En medio de las protestas por el aumento a la tarifa del transporte público en Jalisco, el gobernador Pablo Lemus Navarro optó por una estrategia inusual: rifar viajes a Nueva York entre quienes tramiten la llamada “Tarjeta Única al Estilo Jalisco”, instrumento financiero que opera la empresa Servicios Broxel. El anuncio se produjo mientras colectivos y usuarios cuestionan el incremento al pasaje y el esquema que condiciona el acceso al subsidio al uso de ese plástico.
El programa estatal fija un pago mensual de 5.45 pesos por cada tarjeta activa a la firma administradora del sistema. Si el padrón alcanza el universo estimado de usuarios del transporte público en la entidad, el desembolso superaría los 16 millones de pesos al mes.

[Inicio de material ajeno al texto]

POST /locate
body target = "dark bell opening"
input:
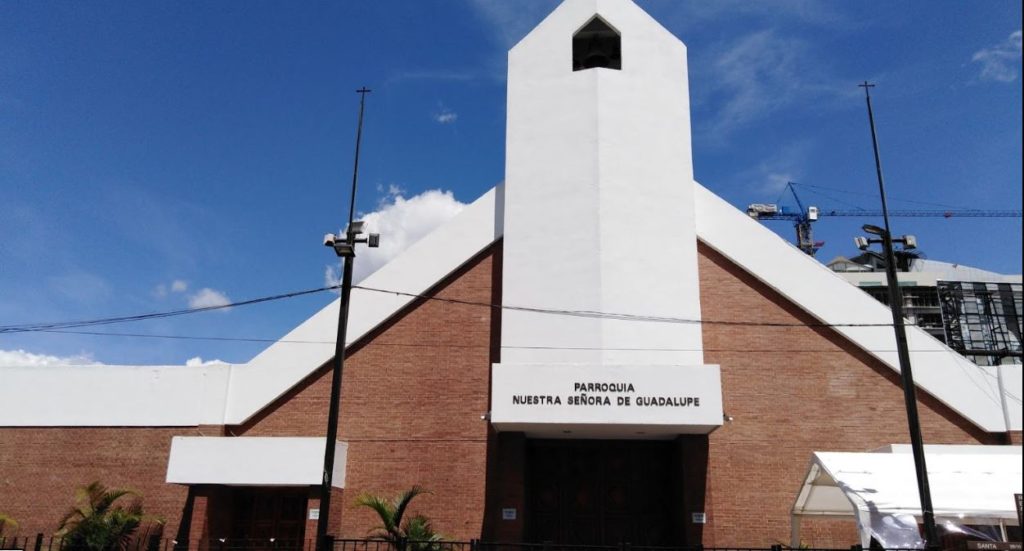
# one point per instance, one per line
(596, 45)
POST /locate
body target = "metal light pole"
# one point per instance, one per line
(344, 246)
(896, 304)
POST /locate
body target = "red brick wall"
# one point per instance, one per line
(413, 394)
(793, 391)
(415, 390)
(41, 467)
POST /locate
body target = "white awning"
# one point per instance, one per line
(252, 461)
(880, 490)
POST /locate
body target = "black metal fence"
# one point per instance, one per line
(40, 542)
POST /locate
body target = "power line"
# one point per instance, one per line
(614, 315)
(52, 326)
(473, 346)
(28, 328)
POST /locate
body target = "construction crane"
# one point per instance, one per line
(803, 217)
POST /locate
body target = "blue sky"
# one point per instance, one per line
(159, 155)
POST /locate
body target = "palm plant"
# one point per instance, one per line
(416, 534)
(97, 522)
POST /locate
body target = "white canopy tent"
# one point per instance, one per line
(879, 491)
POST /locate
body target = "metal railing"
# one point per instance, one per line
(40, 542)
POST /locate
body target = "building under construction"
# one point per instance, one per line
(973, 311)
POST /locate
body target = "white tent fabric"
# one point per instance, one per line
(880, 490)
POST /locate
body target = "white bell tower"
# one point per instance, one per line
(598, 193)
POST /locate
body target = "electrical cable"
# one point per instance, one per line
(478, 346)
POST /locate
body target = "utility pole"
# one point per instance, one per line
(896, 304)
(344, 246)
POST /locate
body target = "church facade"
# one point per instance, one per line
(599, 350)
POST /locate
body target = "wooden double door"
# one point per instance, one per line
(257, 514)
(602, 492)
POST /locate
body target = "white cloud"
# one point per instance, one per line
(754, 77)
(199, 362)
(1000, 62)
(177, 286)
(445, 117)
(23, 358)
(400, 222)
(207, 297)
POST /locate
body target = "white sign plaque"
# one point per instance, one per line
(606, 400)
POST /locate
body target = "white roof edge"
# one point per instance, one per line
(252, 461)
(283, 365)
(131, 395)
(971, 390)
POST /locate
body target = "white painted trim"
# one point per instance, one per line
(252, 461)
(282, 366)
(113, 395)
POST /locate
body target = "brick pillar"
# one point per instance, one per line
(506, 488)
(199, 528)
(693, 461)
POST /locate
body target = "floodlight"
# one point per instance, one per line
(872, 229)
(355, 227)
(344, 249)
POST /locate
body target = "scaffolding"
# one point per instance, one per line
(982, 321)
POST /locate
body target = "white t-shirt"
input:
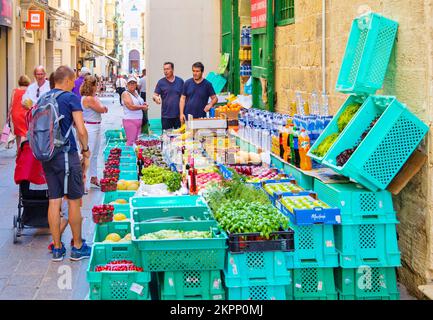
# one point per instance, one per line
(32, 92)
(133, 115)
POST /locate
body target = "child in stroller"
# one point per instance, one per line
(33, 194)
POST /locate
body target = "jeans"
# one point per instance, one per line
(94, 132)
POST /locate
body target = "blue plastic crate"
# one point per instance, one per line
(357, 204)
(270, 267)
(257, 291)
(367, 54)
(332, 127)
(314, 248)
(374, 245)
(191, 285)
(305, 217)
(386, 148)
(314, 284)
(366, 283)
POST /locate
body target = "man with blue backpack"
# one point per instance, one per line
(53, 143)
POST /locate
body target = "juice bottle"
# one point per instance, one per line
(304, 147)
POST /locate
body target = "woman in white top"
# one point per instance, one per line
(133, 106)
(92, 110)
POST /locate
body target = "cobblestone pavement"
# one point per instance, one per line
(26, 269)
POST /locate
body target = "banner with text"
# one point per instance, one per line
(258, 13)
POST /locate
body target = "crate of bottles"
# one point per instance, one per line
(306, 210)
(314, 247)
(117, 285)
(367, 55)
(191, 285)
(374, 245)
(313, 284)
(357, 204)
(376, 143)
(367, 283)
(270, 267)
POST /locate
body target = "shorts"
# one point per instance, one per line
(55, 176)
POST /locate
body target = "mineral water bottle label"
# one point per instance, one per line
(136, 288)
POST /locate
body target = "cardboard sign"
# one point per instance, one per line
(36, 20)
(259, 10)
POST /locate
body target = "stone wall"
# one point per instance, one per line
(299, 67)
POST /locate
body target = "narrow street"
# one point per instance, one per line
(26, 269)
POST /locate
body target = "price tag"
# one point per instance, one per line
(138, 289)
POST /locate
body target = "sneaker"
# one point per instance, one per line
(80, 254)
(58, 254)
(72, 241)
(51, 246)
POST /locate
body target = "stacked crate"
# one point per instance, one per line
(185, 269)
(366, 241)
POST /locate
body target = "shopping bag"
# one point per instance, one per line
(5, 133)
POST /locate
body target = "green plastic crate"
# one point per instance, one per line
(269, 267)
(367, 54)
(116, 285)
(161, 207)
(357, 204)
(181, 254)
(257, 291)
(332, 127)
(191, 285)
(314, 284)
(116, 195)
(374, 245)
(128, 175)
(122, 228)
(116, 134)
(314, 248)
(367, 283)
(386, 148)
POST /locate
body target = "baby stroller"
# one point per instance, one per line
(33, 193)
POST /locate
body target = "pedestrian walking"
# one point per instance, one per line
(17, 112)
(133, 106)
(92, 114)
(196, 94)
(37, 88)
(120, 86)
(55, 169)
(168, 92)
(79, 82)
(142, 90)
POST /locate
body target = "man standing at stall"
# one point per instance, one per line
(169, 90)
(196, 94)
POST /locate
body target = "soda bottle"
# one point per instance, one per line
(304, 147)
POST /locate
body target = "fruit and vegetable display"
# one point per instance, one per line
(111, 173)
(119, 266)
(342, 122)
(156, 175)
(148, 143)
(176, 235)
(343, 157)
(108, 184)
(116, 238)
(123, 185)
(302, 203)
(272, 188)
(102, 213)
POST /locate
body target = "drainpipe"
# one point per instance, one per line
(323, 46)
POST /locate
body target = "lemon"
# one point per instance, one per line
(113, 237)
(119, 217)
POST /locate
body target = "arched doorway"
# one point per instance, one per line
(134, 61)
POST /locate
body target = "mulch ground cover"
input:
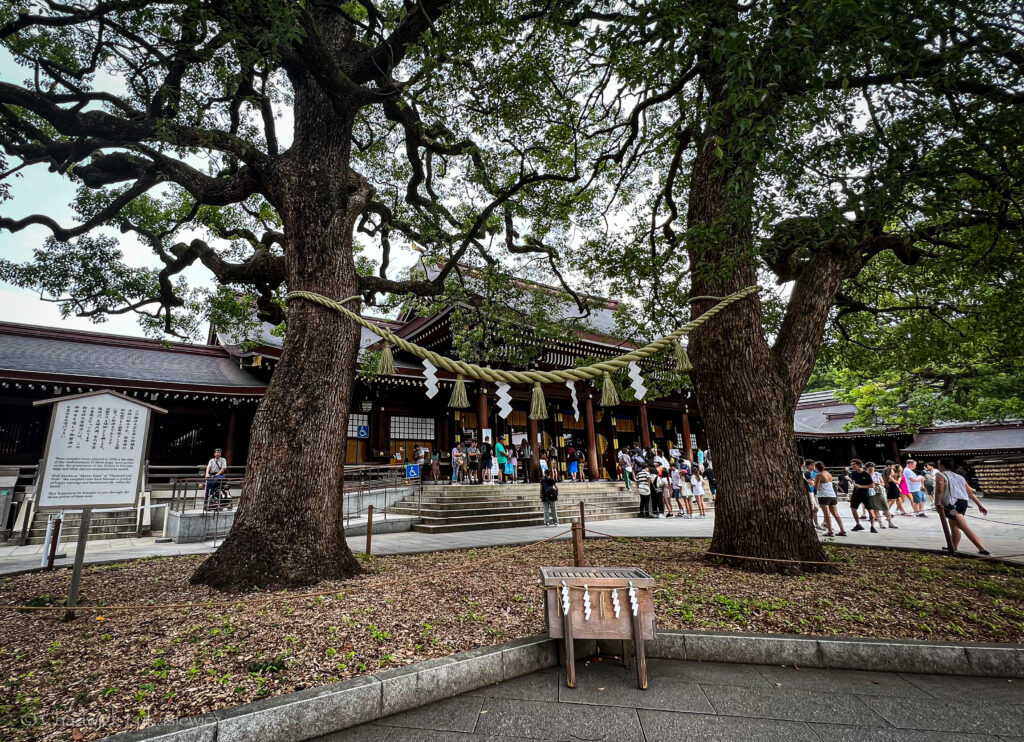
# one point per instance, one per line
(110, 669)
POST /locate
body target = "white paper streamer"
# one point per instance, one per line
(636, 381)
(576, 402)
(504, 400)
(430, 376)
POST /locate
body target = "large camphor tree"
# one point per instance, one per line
(258, 139)
(799, 143)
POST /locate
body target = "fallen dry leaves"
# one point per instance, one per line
(115, 670)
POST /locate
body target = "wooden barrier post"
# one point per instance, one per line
(945, 530)
(53, 543)
(578, 544)
(370, 526)
(76, 574)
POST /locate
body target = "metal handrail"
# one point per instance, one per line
(192, 490)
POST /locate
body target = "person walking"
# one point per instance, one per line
(549, 500)
(904, 491)
(914, 484)
(677, 493)
(666, 481)
(696, 488)
(643, 488)
(806, 471)
(553, 462)
(572, 463)
(626, 464)
(486, 461)
(930, 474)
(952, 493)
(502, 456)
(435, 466)
(712, 482)
(458, 460)
(877, 504)
(824, 490)
(862, 484)
(472, 463)
(215, 470)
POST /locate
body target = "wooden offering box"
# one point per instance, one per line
(591, 596)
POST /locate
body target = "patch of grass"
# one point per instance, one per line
(45, 600)
(275, 664)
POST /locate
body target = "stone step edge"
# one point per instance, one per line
(318, 711)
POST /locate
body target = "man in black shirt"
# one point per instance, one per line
(862, 486)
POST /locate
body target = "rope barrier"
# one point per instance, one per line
(531, 377)
(992, 520)
(285, 597)
(281, 597)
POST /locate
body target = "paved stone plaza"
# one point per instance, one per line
(708, 701)
(1001, 539)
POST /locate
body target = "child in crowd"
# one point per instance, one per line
(666, 480)
(696, 487)
(643, 487)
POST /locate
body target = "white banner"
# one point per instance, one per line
(94, 452)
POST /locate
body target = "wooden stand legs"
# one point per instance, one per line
(568, 651)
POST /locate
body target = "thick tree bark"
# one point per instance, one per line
(745, 395)
(289, 529)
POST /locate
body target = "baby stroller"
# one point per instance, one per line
(218, 495)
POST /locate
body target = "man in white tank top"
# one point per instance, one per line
(951, 493)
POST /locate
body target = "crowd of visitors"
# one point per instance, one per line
(666, 482)
(674, 486)
(876, 494)
(475, 463)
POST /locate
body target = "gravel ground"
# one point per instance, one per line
(114, 669)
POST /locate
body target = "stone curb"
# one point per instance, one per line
(317, 711)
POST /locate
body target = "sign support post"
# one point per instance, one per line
(94, 457)
(76, 574)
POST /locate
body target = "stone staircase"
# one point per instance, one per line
(104, 524)
(445, 509)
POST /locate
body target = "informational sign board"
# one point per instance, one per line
(94, 451)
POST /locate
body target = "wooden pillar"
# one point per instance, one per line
(232, 426)
(588, 422)
(378, 440)
(687, 446)
(535, 450)
(481, 412)
(644, 427)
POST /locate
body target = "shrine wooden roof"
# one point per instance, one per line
(75, 357)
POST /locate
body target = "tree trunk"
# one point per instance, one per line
(289, 529)
(762, 508)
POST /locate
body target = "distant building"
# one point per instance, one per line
(991, 451)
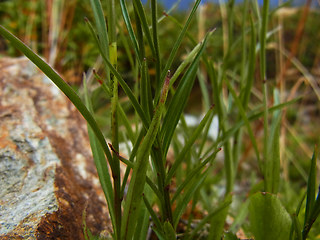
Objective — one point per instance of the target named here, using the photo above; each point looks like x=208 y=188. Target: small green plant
x=175 y=186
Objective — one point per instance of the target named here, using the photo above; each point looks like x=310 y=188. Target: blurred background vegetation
x=56 y=30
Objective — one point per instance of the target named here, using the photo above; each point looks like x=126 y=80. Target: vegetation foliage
x=176 y=180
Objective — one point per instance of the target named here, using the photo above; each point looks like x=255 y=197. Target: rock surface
x=47 y=174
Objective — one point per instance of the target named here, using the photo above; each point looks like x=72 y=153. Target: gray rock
x=47 y=174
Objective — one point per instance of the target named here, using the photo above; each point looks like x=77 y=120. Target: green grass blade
x=246 y=121
x=144 y=24
x=193 y=173
x=153 y=215
x=155 y=36
x=145 y=90
x=272 y=166
x=122 y=83
x=102 y=29
x=136 y=186
x=101 y=164
x=312 y=204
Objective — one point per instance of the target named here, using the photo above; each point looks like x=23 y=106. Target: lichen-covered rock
x=47 y=174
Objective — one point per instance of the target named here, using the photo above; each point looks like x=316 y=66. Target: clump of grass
x=158 y=98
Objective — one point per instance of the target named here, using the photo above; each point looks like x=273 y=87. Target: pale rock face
x=47 y=174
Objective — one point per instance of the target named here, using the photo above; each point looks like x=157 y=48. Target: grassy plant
x=195 y=177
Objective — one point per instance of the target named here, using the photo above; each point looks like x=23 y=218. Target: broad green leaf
x=179 y=100
x=176 y=47
x=127 y=21
x=272 y=165
x=268 y=218
x=61 y=84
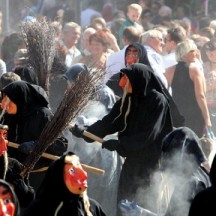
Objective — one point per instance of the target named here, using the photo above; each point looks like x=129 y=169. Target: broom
x=72 y=104
x=39 y=38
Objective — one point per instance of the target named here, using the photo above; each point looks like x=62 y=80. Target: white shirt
x=115 y=62
x=156 y=62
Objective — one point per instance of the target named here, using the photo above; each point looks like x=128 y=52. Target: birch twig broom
x=72 y=104
x=39 y=37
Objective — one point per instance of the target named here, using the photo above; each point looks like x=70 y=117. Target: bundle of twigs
x=39 y=38
x=74 y=101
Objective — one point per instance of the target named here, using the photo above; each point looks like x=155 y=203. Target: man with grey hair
x=153 y=43
x=70 y=37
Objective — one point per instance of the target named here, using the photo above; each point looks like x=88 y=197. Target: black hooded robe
x=53 y=197
x=26 y=125
x=140 y=137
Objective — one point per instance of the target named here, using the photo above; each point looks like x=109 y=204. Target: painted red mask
x=123 y=82
x=9 y=105
x=74 y=176
x=3 y=141
x=7 y=207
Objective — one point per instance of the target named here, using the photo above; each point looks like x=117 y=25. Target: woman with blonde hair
x=188 y=87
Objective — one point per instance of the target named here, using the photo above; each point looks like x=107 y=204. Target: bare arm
x=200 y=89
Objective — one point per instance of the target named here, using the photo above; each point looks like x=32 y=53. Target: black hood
x=143 y=58
x=26 y=96
x=142 y=79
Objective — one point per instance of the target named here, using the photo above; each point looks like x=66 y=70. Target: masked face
x=11 y=107
x=123 y=83
x=3 y=141
x=132 y=56
x=74 y=176
x=7 y=206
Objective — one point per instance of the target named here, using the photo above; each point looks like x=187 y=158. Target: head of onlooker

A ese monto se suma el subsidio de tres pesos por viaje que el gobierno estatal cubrirá a los transportistas para mantener la tarifa en 11 pesos, una bolsa que podría rebasar los 5 mil millones de pesos al año.
En ese contexto, Lemus anunció la entrega de tres vuelos redondos a Nueva York con recursos propios y otros tres patrocinados por la aerolínea Volaris. El incentivo busca impulsar el trámite de la tarjeta financiera, requisito para acceder al costo preferencial del transporte.
“…para que la gente que se inscriba a su tarjeta La Única pueda echarse su cafecito en Nueva York”, lanzó Lemus tras la polémica que generaron sus declaraciones previas, en las que aseguró que con el plástico del programa una persona podría pagar un café en esa ciudad.
Las críticas no se limitaron al aumento tarifario. Organizaciones civiles advierten que el registro exige datos personales, biométricos y de contacto, lo que, a su juicio, convierte el beneficio en una vía de captación masiva de información sensible. En redes sociales, usuarios acusaron que el mandatario y funcionarios estatales promueven el programa con un tono más cercano a una campaña comercial que a una política pública.
El anuncio coincidió con nuevas movilizaciones en Guadalajara contra el llamado “tarifazo” y contra la obligatoriedad de usar la tarjeta financiera para acceder al subsidio. Para los inconformes, la medida no sólo encarece el transporte, sino que abre la puerta a un modelo que, bajo el argumento del ahorro, compromete recursos públicos y datos ciudadanos en favor de un operador privado.